The idea of a videogame based on the classic of Tarantino can not help making the ears harder to the most cinephile movie buffs, but also unleash some cold shiver.Violence, dialogue over the lines and the characterization of simple but spectacular characters, not to mention a very unique management of the timeline, made the film a contemporary classic and defined part of the director’s figure. However, we know well what usually happens when movies become videogames. The long distance compared to the original could hope for a project conceived without haste, but know immediately that even this time the cup of the tie-in done well will have to stay in the cellar to take dust.
Reservoir Dogs: Bloody Days tries to bring on the PC the fascination of The Hyenas of Tarantino, will it succeed?
NOSEBLEED
The idea of the game is to take back the basic concept of the film, or a group of violent robbers, determined and who trust very little between them and multiply it by a series of shots, giving us gradually the control of a greater number of characters, with slightly different characteristics.
There’s the fastest way to fill in the money, the most accurate one, the one that collects the damage better and so on.

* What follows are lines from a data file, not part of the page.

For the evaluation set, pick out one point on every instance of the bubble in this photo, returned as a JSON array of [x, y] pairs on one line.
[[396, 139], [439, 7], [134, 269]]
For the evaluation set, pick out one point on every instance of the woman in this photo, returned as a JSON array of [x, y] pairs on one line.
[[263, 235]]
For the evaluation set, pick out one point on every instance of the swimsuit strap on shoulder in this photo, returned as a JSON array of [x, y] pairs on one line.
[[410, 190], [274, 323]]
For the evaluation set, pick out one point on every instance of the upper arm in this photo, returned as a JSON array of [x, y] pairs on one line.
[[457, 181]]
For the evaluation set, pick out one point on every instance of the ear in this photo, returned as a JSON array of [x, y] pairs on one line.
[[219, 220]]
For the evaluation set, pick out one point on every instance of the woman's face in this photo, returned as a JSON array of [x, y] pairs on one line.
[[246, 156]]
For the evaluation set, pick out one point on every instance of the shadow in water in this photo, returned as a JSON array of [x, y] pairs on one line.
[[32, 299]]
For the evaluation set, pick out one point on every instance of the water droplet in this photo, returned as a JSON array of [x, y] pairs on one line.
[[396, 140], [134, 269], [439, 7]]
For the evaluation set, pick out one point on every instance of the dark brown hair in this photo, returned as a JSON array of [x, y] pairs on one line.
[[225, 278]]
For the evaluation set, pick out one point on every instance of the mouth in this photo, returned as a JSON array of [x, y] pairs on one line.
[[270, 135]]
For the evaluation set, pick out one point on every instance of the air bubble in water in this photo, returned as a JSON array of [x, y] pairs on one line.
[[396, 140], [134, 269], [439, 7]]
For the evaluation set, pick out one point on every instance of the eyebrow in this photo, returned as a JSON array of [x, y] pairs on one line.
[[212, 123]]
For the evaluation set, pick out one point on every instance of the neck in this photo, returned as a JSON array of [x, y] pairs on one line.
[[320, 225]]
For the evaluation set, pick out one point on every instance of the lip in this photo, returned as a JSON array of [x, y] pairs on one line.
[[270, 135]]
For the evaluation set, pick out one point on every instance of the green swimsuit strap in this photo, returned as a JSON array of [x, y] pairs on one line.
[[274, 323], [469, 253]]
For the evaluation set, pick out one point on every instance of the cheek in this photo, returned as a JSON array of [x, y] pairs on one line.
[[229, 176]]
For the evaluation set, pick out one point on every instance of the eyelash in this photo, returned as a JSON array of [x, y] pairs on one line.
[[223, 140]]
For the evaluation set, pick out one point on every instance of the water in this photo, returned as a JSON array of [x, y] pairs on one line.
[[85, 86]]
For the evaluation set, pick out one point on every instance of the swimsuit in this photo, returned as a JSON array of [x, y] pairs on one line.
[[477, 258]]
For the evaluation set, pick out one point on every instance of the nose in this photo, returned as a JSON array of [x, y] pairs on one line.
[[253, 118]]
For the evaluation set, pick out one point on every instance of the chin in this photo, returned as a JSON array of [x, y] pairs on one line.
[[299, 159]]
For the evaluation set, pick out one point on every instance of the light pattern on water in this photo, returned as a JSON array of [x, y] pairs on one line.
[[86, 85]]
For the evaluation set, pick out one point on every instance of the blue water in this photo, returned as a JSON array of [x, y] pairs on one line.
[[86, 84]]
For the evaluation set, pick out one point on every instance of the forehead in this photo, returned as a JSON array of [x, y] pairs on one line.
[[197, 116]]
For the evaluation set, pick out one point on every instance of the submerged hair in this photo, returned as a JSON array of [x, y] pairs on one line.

Obviously these characters are none other than Mr. Brown, Mr. Pink and so on, however, forget even a vague resemblance to the original cast.
The only real link between film and video game are the clothes and some quotes scattered between the dialogues and loading screens, for the rest of the game could be set in space as among the gangsters of the ’20s.
Visually quite poor, Reservoir Dogs: Bloody Days presents a shot from above and a playable Miami Hotline style, but with much less artistic inspiration behind it and a repetitiveness of the situations quite wearing in the long run.
Basically all we have to do is go into a place, grab all the money and make our way through dozens of policemen with a not particularly good aim and a lack of artificial intelligence , which almost always brings them closer even when we are only equipped with white weapons.
The result is that often just stick behind a wall with a stick to solve every situation with a few hitches.
ERASE & REWIND
Despite a fairly widespread mediocrity, Reservoir Dogs: Bloody Days has a fairly interesting idea. Since we will have to control each character, we will obviously not be able to do it simultaneously. So, once you have made all the moves in real time with the first hyena we are commanding, we can rewind the time and move the second, while the first performs exactly the same actions as before. This allows you to get around the most complicated obstacles and get out of practice in virtually every situation, simply by trying to plan and learn from mistakes.
If, for example, with Mr. Brown we make two thugs of a rival gang, but behind us comes a third guy armed with a machine gun that starts shooting, just press the space bar, rewind time and use Mr. Pink to eliminate it before may harm our robbery mate. To dictate the times will always be the first hyena, so each action of the successive finds unfolding in the lapse of time that passes between the moment in which the action has begun and the one in which we have pressed the space bar. T
his mechanic will prove to be particularly useful when we have to perform a task in a very short time and we will not be able to count on a single robber. For example, when we have to rob a bank vault in less than thirty seconds, the rest will have to adapt to the situation. The idea is not bad, but apart from rare cases particularly complicated, most of the time we limit ourselves to neutralize almost all the threats with the first hyena, exploiting a not particularly brilliant artificial intelligence, and then make it follow from the others.